URGENT help : sorting lines of a file

Rajshekhar · Aug 11, 2008

Problem :

Given a text file as input, sort the lines and store in the specified
output file. The sorting need not make any differenciation with
regards to the characters (whether it is alpha / numeric /
alphanumeric / special). It can compare them using the ASCII value.

IMP *********** The program should not hardcode the number of lines in
the file in ANY manner. In other words, the program should keep
dynamically allocating memory as it reads from the file.

IMP *********** You should *not* assume and hardcode the number of
words in the file. (a convenient usage of a huge array of structures
is strictly prohibited)

how do i make sure that , i cant hardcore the no.of lines and what
kind of data structure to use ?

please help me .........its urgent.

Thanks

Barry Schwarz · Aug 11, 2008

Problem :

Given a text file as input, sort the lines and store in the specified
output file. The sorting need not make any differenciation with
regards to the characters (whether it is alpha / numeric /
alphanumeric / special). It can compare them using the ASCII value.

IMP *********** The program should not hardcode the number of lines in
the file in ANY manner. In other words, the program should keep
dynamically allocating memory as it reads from the file.

IMP *********** You should *not* assume and hardcode the number of
words in the file. (a convenient usage of a huge array of structures
is strictly prohibited)

This makes no sense since you are not interested in the words, only in
the characters. Were the instructions to not assume the maximum
number of characters and you copied it wrong for us.

how do i make sure that , i cant hardcore the no.of lines and what
kind of data structure to use ?

please help me .........its urgent.

No it is not urgent. It is homework.

One approach is to use a linked list. Each node would contain a
pointer to char that points to a dynamically acquired buffer.

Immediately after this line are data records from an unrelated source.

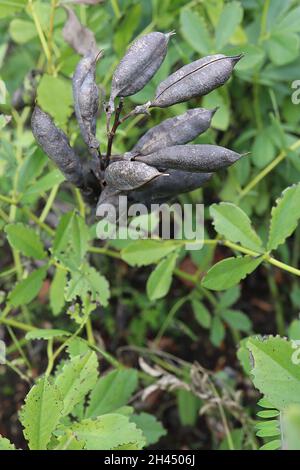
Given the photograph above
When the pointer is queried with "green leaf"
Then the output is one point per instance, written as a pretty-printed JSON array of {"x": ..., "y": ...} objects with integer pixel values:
[
  {"x": 5, "y": 444},
  {"x": 54, "y": 96},
  {"x": 284, "y": 217},
  {"x": 230, "y": 19},
  {"x": 159, "y": 282},
  {"x": 111, "y": 392},
  {"x": 145, "y": 252},
  {"x": 22, "y": 31},
  {"x": 195, "y": 32},
  {"x": 275, "y": 373},
  {"x": 108, "y": 432},
  {"x": 85, "y": 281},
  {"x": 201, "y": 313},
  {"x": 229, "y": 272},
  {"x": 46, "y": 334},
  {"x": 76, "y": 379},
  {"x": 237, "y": 320},
  {"x": 217, "y": 331},
  {"x": 41, "y": 413},
  {"x": 26, "y": 240},
  {"x": 27, "y": 289},
  {"x": 231, "y": 222},
  {"x": 57, "y": 289},
  {"x": 283, "y": 47},
  {"x": 151, "y": 427}
]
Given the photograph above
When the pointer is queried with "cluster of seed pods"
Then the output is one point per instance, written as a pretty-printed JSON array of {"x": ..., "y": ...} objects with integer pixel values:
[{"x": 162, "y": 164}]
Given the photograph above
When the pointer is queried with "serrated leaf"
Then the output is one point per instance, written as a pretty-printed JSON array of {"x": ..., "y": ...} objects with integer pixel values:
[
  {"x": 57, "y": 288},
  {"x": 195, "y": 32},
  {"x": 159, "y": 281},
  {"x": 201, "y": 313},
  {"x": 151, "y": 427},
  {"x": 285, "y": 216},
  {"x": 229, "y": 272},
  {"x": 231, "y": 222},
  {"x": 230, "y": 19},
  {"x": 274, "y": 372},
  {"x": 76, "y": 379},
  {"x": 27, "y": 289},
  {"x": 26, "y": 240},
  {"x": 46, "y": 334},
  {"x": 108, "y": 432},
  {"x": 111, "y": 392},
  {"x": 145, "y": 252},
  {"x": 41, "y": 413},
  {"x": 85, "y": 281},
  {"x": 5, "y": 444}
]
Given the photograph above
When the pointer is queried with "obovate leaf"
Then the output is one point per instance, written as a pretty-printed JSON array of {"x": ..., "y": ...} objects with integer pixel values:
[
  {"x": 145, "y": 252},
  {"x": 231, "y": 222},
  {"x": 160, "y": 279},
  {"x": 26, "y": 240},
  {"x": 77, "y": 378},
  {"x": 275, "y": 373},
  {"x": 111, "y": 392},
  {"x": 108, "y": 432},
  {"x": 284, "y": 217},
  {"x": 41, "y": 413},
  {"x": 229, "y": 272}
]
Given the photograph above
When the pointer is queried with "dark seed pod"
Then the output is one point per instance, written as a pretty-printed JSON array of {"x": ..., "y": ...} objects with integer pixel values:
[
  {"x": 195, "y": 79},
  {"x": 56, "y": 145},
  {"x": 163, "y": 189},
  {"x": 86, "y": 99},
  {"x": 175, "y": 131},
  {"x": 195, "y": 158},
  {"x": 127, "y": 175},
  {"x": 140, "y": 63}
]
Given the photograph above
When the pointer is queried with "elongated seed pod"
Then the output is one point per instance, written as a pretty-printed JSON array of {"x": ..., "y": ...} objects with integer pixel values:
[
  {"x": 86, "y": 99},
  {"x": 195, "y": 79},
  {"x": 163, "y": 189},
  {"x": 127, "y": 175},
  {"x": 175, "y": 131},
  {"x": 195, "y": 158},
  {"x": 56, "y": 145},
  {"x": 140, "y": 63}
]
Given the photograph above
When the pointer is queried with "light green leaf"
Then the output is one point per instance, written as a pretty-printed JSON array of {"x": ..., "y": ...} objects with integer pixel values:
[
  {"x": 237, "y": 320},
  {"x": 201, "y": 313},
  {"x": 230, "y": 19},
  {"x": 57, "y": 289},
  {"x": 41, "y": 413},
  {"x": 283, "y": 47},
  {"x": 229, "y": 272},
  {"x": 145, "y": 252},
  {"x": 195, "y": 32},
  {"x": 274, "y": 371},
  {"x": 46, "y": 334},
  {"x": 108, "y": 432},
  {"x": 151, "y": 427},
  {"x": 54, "y": 96},
  {"x": 160, "y": 279},
  {"x": 231, "y": 222},
  {"x": 76, "y": 379},
  {"x": 26, "y": 240},
  {"x": 27, "y": 289},
  {"x": 22, "y": 31},
  {"x": 5, "y": 444},
  {"x": 284, "y": 217},
  {"x": 111, "y": 392}
]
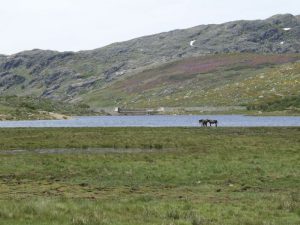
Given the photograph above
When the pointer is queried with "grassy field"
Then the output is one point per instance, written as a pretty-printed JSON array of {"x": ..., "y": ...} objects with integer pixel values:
[{"x": 165, "y": 176}]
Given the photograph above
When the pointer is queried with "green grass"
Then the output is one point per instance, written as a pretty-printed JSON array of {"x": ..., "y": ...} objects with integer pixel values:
[{"x": 182, "y": 176}]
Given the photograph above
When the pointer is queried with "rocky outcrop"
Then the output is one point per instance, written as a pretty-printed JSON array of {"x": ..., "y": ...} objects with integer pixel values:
[{"x": 67, "y": 75}]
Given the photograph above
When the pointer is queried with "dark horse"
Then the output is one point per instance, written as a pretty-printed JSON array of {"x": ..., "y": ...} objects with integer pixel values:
[
  {"x": 213, "y": 122},
  {"x": 205, "y": 122}
]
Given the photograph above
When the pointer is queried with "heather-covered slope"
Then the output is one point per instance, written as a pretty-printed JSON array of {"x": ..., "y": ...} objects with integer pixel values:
[
  {"x": 219, "y": 80},
  {"x": 171, "y": 68}
]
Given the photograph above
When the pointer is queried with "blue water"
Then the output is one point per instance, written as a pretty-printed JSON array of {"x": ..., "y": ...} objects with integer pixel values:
[{"x": 160, "y": 121}]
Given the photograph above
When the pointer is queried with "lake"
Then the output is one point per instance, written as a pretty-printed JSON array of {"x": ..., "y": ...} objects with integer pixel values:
[{"x": 160, "y": 121}]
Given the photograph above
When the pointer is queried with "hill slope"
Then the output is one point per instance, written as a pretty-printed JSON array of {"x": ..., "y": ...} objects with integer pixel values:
[{"x": 198, "y": 59}]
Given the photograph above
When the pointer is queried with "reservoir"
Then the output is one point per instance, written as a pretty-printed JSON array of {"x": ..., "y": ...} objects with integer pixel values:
[{"x": 160, "y": 121}]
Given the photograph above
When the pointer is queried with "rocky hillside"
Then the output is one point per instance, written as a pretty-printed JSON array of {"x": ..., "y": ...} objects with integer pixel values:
[{"x": 77, "y": 76}]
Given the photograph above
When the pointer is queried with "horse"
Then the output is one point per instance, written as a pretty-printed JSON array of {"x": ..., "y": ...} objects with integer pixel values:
[
  {"x": 203, "y": 122},
  {"x": 213, "y": 122}
]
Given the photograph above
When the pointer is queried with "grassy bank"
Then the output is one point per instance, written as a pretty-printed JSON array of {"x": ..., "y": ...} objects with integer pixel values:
[{"x": 182, "y": 176}]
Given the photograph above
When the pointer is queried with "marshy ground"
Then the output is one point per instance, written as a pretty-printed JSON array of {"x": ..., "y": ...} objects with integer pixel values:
[{"x": 150, "y": 176}]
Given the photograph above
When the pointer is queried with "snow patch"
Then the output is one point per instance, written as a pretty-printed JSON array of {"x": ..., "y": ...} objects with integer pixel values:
[{"x": 192, "y": 43}]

Another approach is to use a dynamic (and therefore adjustable) array
of pointers to char where each pointer points to a dynamically
acquired buffer. Hint: this approach will make it easier to use
qsort.

osmium · Aug 11, 2008

"Rajshekhar"

Problem :

Given a text file as input, sort the lines and store in the specified
output file. The sorting need not make any differenciation with
regards to the characters (whether it is alpha / numeric /
alphanumeric / special). It can compare them using the ASCII value.

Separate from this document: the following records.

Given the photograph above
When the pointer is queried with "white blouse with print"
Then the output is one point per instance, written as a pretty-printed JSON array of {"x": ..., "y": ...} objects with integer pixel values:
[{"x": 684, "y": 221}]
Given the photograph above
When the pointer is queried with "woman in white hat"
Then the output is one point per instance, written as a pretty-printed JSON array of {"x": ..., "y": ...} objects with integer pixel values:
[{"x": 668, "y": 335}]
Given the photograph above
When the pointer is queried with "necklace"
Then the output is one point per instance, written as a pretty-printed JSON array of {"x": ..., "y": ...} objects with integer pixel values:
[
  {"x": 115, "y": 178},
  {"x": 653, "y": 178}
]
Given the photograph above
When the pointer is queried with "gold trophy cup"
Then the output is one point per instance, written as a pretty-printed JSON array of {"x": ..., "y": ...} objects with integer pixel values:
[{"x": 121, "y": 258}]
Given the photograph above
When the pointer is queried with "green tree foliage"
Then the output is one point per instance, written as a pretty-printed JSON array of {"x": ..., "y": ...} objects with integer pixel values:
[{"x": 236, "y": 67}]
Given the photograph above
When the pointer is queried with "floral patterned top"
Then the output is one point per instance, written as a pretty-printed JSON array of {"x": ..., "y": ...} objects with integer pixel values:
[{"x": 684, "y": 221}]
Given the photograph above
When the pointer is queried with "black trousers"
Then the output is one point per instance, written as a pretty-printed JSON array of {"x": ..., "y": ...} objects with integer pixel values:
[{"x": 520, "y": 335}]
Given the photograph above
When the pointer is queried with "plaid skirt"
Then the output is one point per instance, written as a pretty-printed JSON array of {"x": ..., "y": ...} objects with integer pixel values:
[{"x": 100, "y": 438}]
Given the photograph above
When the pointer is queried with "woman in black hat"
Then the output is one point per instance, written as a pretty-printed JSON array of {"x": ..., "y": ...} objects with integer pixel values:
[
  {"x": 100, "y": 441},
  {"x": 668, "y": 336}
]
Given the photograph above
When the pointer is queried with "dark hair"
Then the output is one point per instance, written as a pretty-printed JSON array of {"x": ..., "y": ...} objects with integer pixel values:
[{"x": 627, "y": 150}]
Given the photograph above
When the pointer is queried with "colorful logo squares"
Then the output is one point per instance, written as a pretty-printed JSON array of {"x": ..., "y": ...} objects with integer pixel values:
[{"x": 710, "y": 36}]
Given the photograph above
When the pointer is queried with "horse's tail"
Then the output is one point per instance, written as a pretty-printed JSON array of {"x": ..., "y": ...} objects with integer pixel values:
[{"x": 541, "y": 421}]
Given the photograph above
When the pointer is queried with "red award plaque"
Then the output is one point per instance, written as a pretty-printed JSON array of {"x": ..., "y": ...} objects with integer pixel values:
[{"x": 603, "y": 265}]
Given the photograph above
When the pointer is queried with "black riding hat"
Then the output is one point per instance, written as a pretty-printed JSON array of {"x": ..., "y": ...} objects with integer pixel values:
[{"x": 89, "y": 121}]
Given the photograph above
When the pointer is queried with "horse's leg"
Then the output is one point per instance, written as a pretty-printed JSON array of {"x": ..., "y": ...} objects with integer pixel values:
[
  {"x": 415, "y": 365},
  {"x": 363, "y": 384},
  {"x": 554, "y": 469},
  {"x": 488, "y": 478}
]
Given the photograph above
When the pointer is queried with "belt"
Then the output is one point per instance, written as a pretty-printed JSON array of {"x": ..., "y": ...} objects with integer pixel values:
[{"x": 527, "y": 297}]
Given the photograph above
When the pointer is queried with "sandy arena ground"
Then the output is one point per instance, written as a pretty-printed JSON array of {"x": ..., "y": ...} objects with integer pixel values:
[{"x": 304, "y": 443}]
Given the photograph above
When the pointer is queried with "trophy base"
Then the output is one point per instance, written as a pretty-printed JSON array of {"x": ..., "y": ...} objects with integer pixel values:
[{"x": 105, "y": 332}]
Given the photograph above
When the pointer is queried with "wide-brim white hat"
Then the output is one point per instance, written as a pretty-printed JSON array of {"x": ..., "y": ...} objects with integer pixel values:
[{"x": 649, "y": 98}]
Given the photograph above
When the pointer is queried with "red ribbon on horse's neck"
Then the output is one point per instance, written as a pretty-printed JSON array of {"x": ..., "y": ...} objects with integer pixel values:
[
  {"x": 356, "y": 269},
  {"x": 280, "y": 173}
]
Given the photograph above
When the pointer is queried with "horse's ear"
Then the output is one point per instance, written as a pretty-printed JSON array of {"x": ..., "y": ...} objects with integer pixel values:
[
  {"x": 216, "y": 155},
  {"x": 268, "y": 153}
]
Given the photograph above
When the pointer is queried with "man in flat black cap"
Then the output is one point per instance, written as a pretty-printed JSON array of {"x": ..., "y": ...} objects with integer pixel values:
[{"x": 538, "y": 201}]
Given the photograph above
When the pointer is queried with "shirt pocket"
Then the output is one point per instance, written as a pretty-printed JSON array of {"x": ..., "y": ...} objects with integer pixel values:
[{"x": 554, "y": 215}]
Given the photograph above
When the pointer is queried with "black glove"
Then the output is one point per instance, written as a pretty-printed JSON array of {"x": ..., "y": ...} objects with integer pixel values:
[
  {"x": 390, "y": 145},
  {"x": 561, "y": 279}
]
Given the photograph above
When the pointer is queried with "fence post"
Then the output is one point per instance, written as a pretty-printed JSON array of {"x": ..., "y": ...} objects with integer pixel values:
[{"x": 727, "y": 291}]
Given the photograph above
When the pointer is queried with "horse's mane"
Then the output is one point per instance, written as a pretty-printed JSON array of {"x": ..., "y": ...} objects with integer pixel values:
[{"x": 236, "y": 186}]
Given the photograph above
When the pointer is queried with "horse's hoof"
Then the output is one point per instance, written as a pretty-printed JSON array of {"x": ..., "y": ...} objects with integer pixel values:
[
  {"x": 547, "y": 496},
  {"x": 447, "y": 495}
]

IMP *********** The program should not hardcode the number of lines in
the file in ANY manner. In other words, the program should keep
dynamically allocating memory as it reads from the file.

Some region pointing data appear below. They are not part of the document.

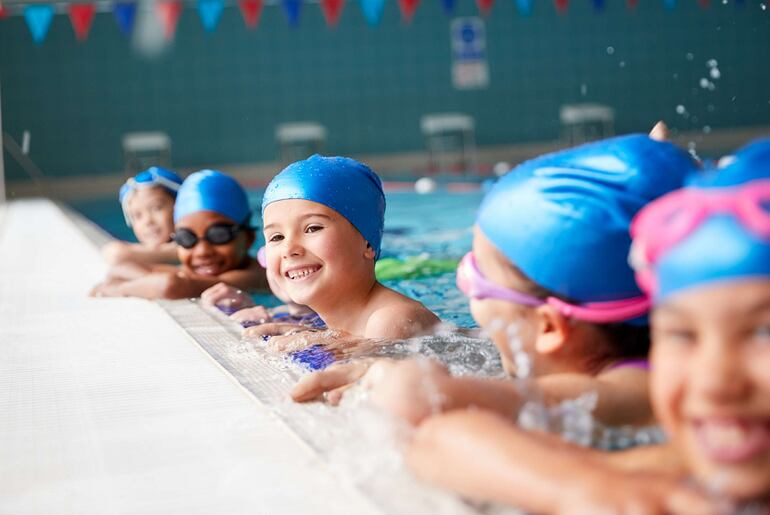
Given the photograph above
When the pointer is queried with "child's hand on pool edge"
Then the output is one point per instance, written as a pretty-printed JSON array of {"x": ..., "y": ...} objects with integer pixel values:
[{"x": 222, "y": 294}]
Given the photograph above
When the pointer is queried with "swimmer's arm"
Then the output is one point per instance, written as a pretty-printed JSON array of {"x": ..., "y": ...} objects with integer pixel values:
[
  {"x": 117, "y": 252},
  {"x": 485, "y": 457},
  {"x": 623, "y": 396}
]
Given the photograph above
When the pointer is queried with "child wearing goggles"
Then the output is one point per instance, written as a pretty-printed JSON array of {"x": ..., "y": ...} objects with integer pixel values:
[
  {"x": 323, "y": 221},
  {"x": 548, "y": 278},
  {"x": 212, "y": 238},
  {"x": 147, "y": 201}
]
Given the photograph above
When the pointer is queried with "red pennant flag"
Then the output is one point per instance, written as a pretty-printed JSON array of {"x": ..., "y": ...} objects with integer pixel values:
[
  {"x": 408, "y": 7},
  {"x": 485, "y": 6},
  {"x": 332, "y": 10},
  {"x": 169, "y": 12},
  {"x": 250, "y": 10},
  {"x": 81, "y": 17}
]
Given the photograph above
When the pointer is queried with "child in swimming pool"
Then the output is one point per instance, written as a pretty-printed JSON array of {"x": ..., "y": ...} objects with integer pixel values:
[
  {"x": 548, "y": 275},
  {"x": 213, "y": 236},
  {"x": 323, "y": 227},
  {"x": 148, "y": 207},
  {"x": 703, "y": 255}
]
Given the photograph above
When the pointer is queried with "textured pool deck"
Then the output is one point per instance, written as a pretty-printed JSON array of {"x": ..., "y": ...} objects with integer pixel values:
[{"x": 130, "y": 406}]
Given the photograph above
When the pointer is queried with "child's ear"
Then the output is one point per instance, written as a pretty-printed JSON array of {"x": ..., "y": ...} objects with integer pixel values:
[{"x": 553, "y": 329}]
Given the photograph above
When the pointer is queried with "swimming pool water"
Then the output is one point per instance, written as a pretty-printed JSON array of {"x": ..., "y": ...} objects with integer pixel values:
[{"x": 437, "y": 224}]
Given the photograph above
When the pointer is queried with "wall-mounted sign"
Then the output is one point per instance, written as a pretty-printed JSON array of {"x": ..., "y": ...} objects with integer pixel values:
[{"x": 469, "y": 53}]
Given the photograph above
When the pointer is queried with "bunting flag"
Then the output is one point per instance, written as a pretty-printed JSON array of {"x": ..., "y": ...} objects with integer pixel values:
[
  {"x": 125, "y": 12},
  {"x": 485, "y": 6},
  {"x": 408, "y": 7},
  {"x": 291, "y": 9},
  {"x": 38, "y": 18},
  {"x": 372, "y": 10},
  {"x": 210, "y": 11},
  {"x": 449, "y": 6},
  {"x": 81, "y": 17},
  {"x": 250, "y": 10},
  {"x": 524, "y": 7},
  {"x": 332, "y": 9},
  {"x": 169, "y": 12}
]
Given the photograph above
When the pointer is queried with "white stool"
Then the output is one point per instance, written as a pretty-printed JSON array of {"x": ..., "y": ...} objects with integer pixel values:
[
  {"x": 299, "y": 140},
  {"x": 142, "y": 150},
  {"x": 586, "y": 122},
  {"x": 451, "y": 142}
]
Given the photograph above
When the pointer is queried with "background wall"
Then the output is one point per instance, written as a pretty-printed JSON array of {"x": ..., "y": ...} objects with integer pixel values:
[{"x": 220, "y": 95}]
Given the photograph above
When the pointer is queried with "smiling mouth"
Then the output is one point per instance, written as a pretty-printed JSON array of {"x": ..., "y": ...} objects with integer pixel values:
[
  {"x": 298, "y": 274},
  {"x": 733, "y": 440}
]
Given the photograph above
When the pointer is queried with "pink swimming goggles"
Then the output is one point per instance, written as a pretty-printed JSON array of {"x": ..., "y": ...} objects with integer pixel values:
[
  {"x": 670, "y": 219},
  {"x": 473, "y": 284}
]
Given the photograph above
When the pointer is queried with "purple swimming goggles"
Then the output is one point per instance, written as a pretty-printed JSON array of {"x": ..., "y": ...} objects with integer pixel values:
[
  {"x": 672, "y": 218},
  {"x": 474, "y": 285}
]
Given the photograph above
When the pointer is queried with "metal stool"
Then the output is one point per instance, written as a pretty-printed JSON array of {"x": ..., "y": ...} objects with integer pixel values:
[
  {"x": 451, "y": 142},
  {"x": 586, "y": 122},
  {"x": 142, "y": 150},
  {"x": 299, "y": 140}
]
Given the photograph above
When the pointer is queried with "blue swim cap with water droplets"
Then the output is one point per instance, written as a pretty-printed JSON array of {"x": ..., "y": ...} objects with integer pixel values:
[
  {"x": 340, "y": 183},
  {"x": 210, "y": 190},
  {"x": 563, "y": 219}
]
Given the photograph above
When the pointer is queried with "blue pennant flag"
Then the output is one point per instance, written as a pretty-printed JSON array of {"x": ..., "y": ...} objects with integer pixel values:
[
  {"x": 449, "y": 6},
  {"x": 38, "y": 17},
  {"x": 291, "y": 8},
  {"x": 372, "y": 11},
  {"x": 524, "y": 7},
  {"x": 125, "y": 13},
  {"x": 210, "y": 12}
]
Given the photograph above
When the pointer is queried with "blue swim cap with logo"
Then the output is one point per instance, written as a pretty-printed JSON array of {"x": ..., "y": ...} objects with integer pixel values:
[
  {"x": 210, "y": 190},
  {"x": 563, "y": 219},
  {"x": 343, "y": 184}
]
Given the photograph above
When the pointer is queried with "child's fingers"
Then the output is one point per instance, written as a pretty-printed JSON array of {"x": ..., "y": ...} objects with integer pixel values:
[{"x": 334, "y": 378}]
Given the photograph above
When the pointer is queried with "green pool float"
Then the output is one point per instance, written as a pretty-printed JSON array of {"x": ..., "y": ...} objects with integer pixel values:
[{"x": 413, "y": 267}]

IMP *********** You should *not* assume and hardcode the number of
words in the file. (a convenient usage of a huge array of structures
is strictly prohibited)

how do i make sure that , i cant hardcore the no.of lines and what
kind of data structure to use ?

Make a tree. When you get done reading and inserting the file is already
sorted! A fundamental question is "How do you handle duplicates lines?" One
answer, for a student exercise, is to assume that won't happen. In that
case each node simply corresponds to the text of a line. Write a routine to
read a line of unknown length and then put it in a properly sized array.
Each non-null leaf in the tree points at one of these arrays.

The hardest part of writing a tree is handling the removal of nodes, and you
don't have to do that in this exercise.

Modify if, as and when you encounter problems.

Ed Prochak · Aug 11, 2008

Remark in passing: This is too strong a condition for
any computer with finite resources.

No it isn't. What is missing is a description of how to fail when the
limit is reached. But the limit is in the OS, not in the application
program. (E.g. think of the cp command in UNIX. it is limited by the
size of the file system, but internally it contains no such limit
value.)

[remaining good advice kept]

The problem statement hints about using a dynamically-
allocated memory area and expanding it if it turns out to
be too small. Do you know how to do this? If not, review
your notes from earlier classes or ask your teacher.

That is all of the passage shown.